Rivelò lui stesso la frase, che in gergo tecnico teatrale vuol dire non essere mai oscurato, quindi essere aperto, esposto, in un’intervista di Corrado Augias pubblicata sul quotidiano la Repubblica il 2 dicembre del 1989, quando aveva 67 anni, in un momento difficile di salute. Quando Augias chiese: “E di sé che direbbe?”, Gassman rispose:
“La mia epigrafe, se è questo che mi chiede, è già scritta. Sulla lapide si leggerà: Vittorio Gassman, fu attore. Poi una piccola chiosa, giù in fondo quasi illeggibile: Non fu mai impallato. È un termine tecnico cinematografico: è impallato ciò che si nasconde alla macchina da presa. Io mi sono sempre fatto vedere, mi sono esposto e, a teatro, credo addirittura d’ aver avuto un certo coraggio, che per me, date le premesse, è il massimo”.

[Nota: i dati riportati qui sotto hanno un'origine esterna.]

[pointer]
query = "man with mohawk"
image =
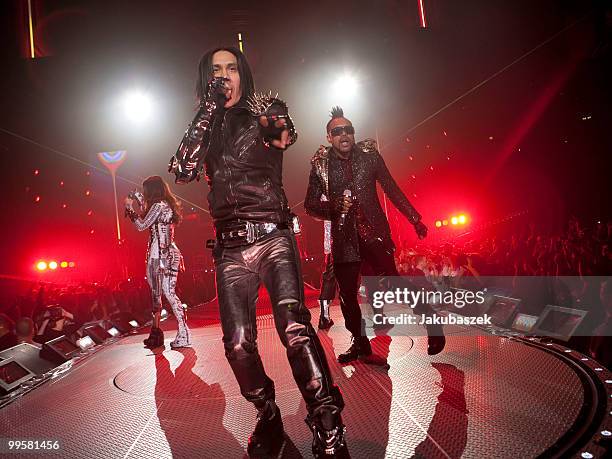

Un modo ironico di raccontare la propria dipartita, certo, ma anche un atto d’amore finale per la recitazione che in più di un’occasione ha lenito le sue angosce:
“Due mesi fa ho compiuto 67 anni, certo non è l’ età smaltata e fiammante della giovinezza, eppure una sua bellezza autunnale ce l’ ha, e poi in fondo cammino ancora, gli organi funzionano, credo di non essere rincoglionito. Un paio di volte alla settimana m’ interrogo e finora mi sono sempre risposto. No, va tutto bene… Allora da dove viene lo spleen? Viene dal futuro. Il futuro mi spaventa, quello che verrà dopo. La vecchiaia è il preludio di una cosa verso la quale più che paura provo disgusto. La morte la trovo di eccezionale ripugnanza, mi fa orrore. E poi penso: dopo che sarò morto, dove andrò? Chi mi farà compagnia? Mi piacerà? Che cosa mi promettono?“
Nato a Genova il 1 settembre del 1922, da padre tedesco (il cognome vero è con due “n” finali), morì a Roma il 29 giugno del 2000 a Roma. Curiosamente, il giorno della semifinale di Euro 2000 tra Italia e Olanda, vinta dagli azzurri ai rigori. In quel caso fu costretto a “condividere” la ribalta con un evento storico. Ma no, non fu mai impallato.